Ever since the days of being the admin asst (and first line of contact) for the public works department in _______, Indiana, I developed my own personal de-stressor for my own survival. It’s tailor-made for the winter months, which are hell on earth when you work for a PWD.
For the uninformed, PWDs get all the flack from taxpayers about plowing, weeds, downed trees, rights of way, easements, utility foul-ups, sewer and storm water issues and anything else you can think of if it pertains to your yard, street, driveway, and even neighborhood. The taxpayer wants everything fixed immediately and did I mention they wanted it done Right Now?
“ ‘Yes ma’am, we (never ‘I’) understand that you’re still snowed in on day (one, two, three, or four) of our snow emergency as declared by the county of Hamilton AND the state of Indiana.
‘Unfortunately, cul-de-sacs are last on the list to be plowed, because Town policy dictates that we must clean the major thoroughfares, minor thoroughfares, major collectors and minor collectors **before **we can get to your out-of-the-way, pain-in-the-ass, no-one-other-than-you-cares-about cul-de-sac.’ ”
And yes, I paraphrased that. But you get the gist.
Or, there’s this. One of my personal favorites:
“ ‘Nossir, on behalf of the Town and the PWD, I sincerely apologize for the loss of your mailbox post during this snow emergency as declared by the county of Hamilton AND the state of Indiana. Please send your particulars to the PWD, care of the municipal town hall, public works department, and as soon as we can, we will be out to replace your mailbox post at no cost to you.’ ”
No, I didn’t paraphrase that, and yes, we always fixed any mailbox post we trashed during plowing.
Snowplows, despite their existing weight when you factor in plow and truck, have to build up a certain amount of speed in order to successfully ‘push’ snow and get it off the road and out of the way.
Snow in any form is astonishingly heavy when you get enough of it compressed, such as inside the curve of a snow blade in front of a truck running anywhere from 30 to 45 mph. It’s plain, old physics.

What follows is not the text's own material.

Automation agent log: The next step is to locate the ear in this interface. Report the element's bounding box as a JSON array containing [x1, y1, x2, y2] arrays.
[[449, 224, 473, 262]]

At times, there are casualties, such as poorly-secured mail boxes on their posts that get whammied by that wave of snow as the plow goes by. I lived in a neighboring town for years where my box got knocked off regularly during plows. No big deal, because I never did anything to fix the problem in the first place. Not the city’s problem. ***My ***problem.
I went and just whacked it back down on the post and went on about my business. Never reported it, never complained. A non-issue for me. Obviously, YMMV depending upon where you live. :rolleyes:
Multiply those two scenarios by the dozen or more eight hours a day, five days a week for a week or two or three, and you begin to grok why I developed my de-stressor, which is…
A bathtub full of water hot enough to boil you, with roughly six feet of bubbles in it, a good book, a half-ton of vanilla-scented candles, Comcast’s best classical musical channel playing in the background, and - most importantly - a ridiculously-large glass of Sauvignon Blanc or Malbec (in a plastic safety goblet, of course) and the bottle stuck in a bucket full of ice if appropriate.